A chain of title is legally defined as the official record of ownership of a property. For the most part, the term is used to refer to real estate documentation in which the “chain” is established in reverse order beginning with the current owner and ending with the original owner. A chain of title may also represent a history of the transfer of ownership to intellectual property in order to demonstrate proprietary rights to a film, piece of music, or other materials protected by copyright.
In terms of real estate, a title company constructs the title report by researching the archives of the county clerk or registrar of deeds. This document is necessary to prove that the current owner has the exclusive right to sell the property to another party and is revised each time ownership of the property is transferred or amended.
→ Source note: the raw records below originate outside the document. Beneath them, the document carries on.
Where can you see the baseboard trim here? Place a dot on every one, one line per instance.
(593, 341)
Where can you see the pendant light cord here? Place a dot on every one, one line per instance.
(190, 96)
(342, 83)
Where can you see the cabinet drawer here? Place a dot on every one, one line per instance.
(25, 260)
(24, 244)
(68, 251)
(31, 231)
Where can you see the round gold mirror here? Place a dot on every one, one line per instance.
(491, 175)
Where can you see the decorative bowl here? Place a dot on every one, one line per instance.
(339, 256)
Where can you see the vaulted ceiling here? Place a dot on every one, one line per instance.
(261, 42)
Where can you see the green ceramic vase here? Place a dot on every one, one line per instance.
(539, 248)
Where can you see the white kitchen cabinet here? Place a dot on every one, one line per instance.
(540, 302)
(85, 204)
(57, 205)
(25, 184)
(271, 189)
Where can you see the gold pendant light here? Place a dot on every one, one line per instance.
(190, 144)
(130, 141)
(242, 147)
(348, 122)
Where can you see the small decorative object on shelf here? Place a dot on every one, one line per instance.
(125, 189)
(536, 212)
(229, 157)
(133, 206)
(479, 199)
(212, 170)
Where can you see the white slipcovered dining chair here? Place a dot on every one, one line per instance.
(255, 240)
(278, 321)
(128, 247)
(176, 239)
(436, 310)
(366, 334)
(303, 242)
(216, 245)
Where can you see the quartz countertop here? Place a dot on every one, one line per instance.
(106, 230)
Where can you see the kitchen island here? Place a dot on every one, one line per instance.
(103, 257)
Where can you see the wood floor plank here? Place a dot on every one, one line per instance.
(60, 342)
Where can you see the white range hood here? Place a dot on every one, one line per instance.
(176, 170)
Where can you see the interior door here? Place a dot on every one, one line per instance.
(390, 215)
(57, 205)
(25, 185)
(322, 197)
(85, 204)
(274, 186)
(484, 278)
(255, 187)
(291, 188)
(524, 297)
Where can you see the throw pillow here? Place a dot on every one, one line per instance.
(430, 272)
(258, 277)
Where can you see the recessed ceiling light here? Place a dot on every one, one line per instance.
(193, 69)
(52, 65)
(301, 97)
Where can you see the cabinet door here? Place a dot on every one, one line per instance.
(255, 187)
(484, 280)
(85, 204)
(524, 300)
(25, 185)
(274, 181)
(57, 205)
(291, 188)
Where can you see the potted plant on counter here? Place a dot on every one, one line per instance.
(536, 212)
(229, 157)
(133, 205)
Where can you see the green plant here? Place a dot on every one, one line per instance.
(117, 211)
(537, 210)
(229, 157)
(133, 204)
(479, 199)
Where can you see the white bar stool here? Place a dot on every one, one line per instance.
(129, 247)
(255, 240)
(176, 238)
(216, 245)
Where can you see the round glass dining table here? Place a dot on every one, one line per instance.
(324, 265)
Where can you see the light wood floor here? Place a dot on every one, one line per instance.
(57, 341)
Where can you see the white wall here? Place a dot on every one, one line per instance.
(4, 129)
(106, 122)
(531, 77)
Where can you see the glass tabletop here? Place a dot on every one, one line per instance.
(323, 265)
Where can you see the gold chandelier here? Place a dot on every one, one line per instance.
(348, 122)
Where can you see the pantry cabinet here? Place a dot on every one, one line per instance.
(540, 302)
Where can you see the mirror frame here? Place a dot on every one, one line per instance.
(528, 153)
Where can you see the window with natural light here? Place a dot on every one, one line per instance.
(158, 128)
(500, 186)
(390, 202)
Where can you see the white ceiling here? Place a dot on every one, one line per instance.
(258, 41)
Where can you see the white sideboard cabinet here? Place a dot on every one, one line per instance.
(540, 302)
Also known as an abstract of title, this record is also required to obtain title insurance to protect against financial loss or liability due to errors in the title report, or in the event the property is not eligible for transfer due to a lien. The language used in title reports to describe these events typically includes the phrases “conveyances” and “encumbrances.”
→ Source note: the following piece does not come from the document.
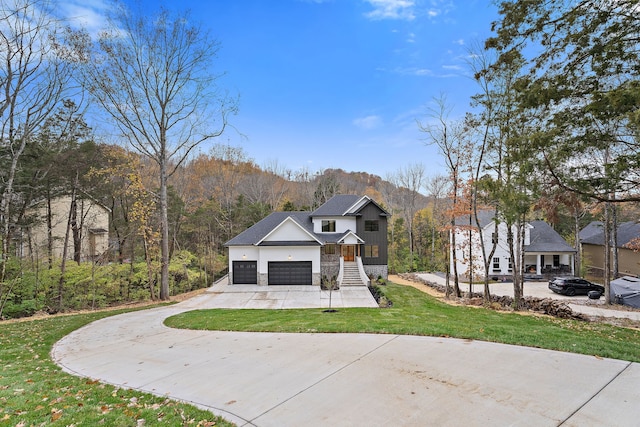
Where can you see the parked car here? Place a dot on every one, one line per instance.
(574, 286)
A chain of title may also be used to show existing or equitable non-possession interests in specific rights to a property, such as hunting, farming, or timber rights. Other rights outside of possession or ownership include easements, which grant another party the legal use of the property for a specific purpose. Examples of common easements described in title reports include access and development rights to a utility company for the purpose of maintaining utility lines and making related structural improvements. In other cases, a neighboring property may be granted an easement in a title due to both properties sharing a common entrance or exit route, like a driveway.
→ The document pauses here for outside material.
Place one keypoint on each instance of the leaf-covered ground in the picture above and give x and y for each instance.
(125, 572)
Establishing a chain of title in intellectual property usually involves several more components to clearly show and validate present ownership. For instance, claiming ownership to a literary work or musical composition typically requires copyright verification. In the case of films and movies, participating actors are asked to sign a release to allow the commercial distribution of their likeness. Similarly, other contributors, such as choreographers and animation artists, release the right of publicity to their works. In contrast to a real property title report being covered by title insurance, however, an intellectual property chain of title is guaranteed by proof of errors and omission insurance.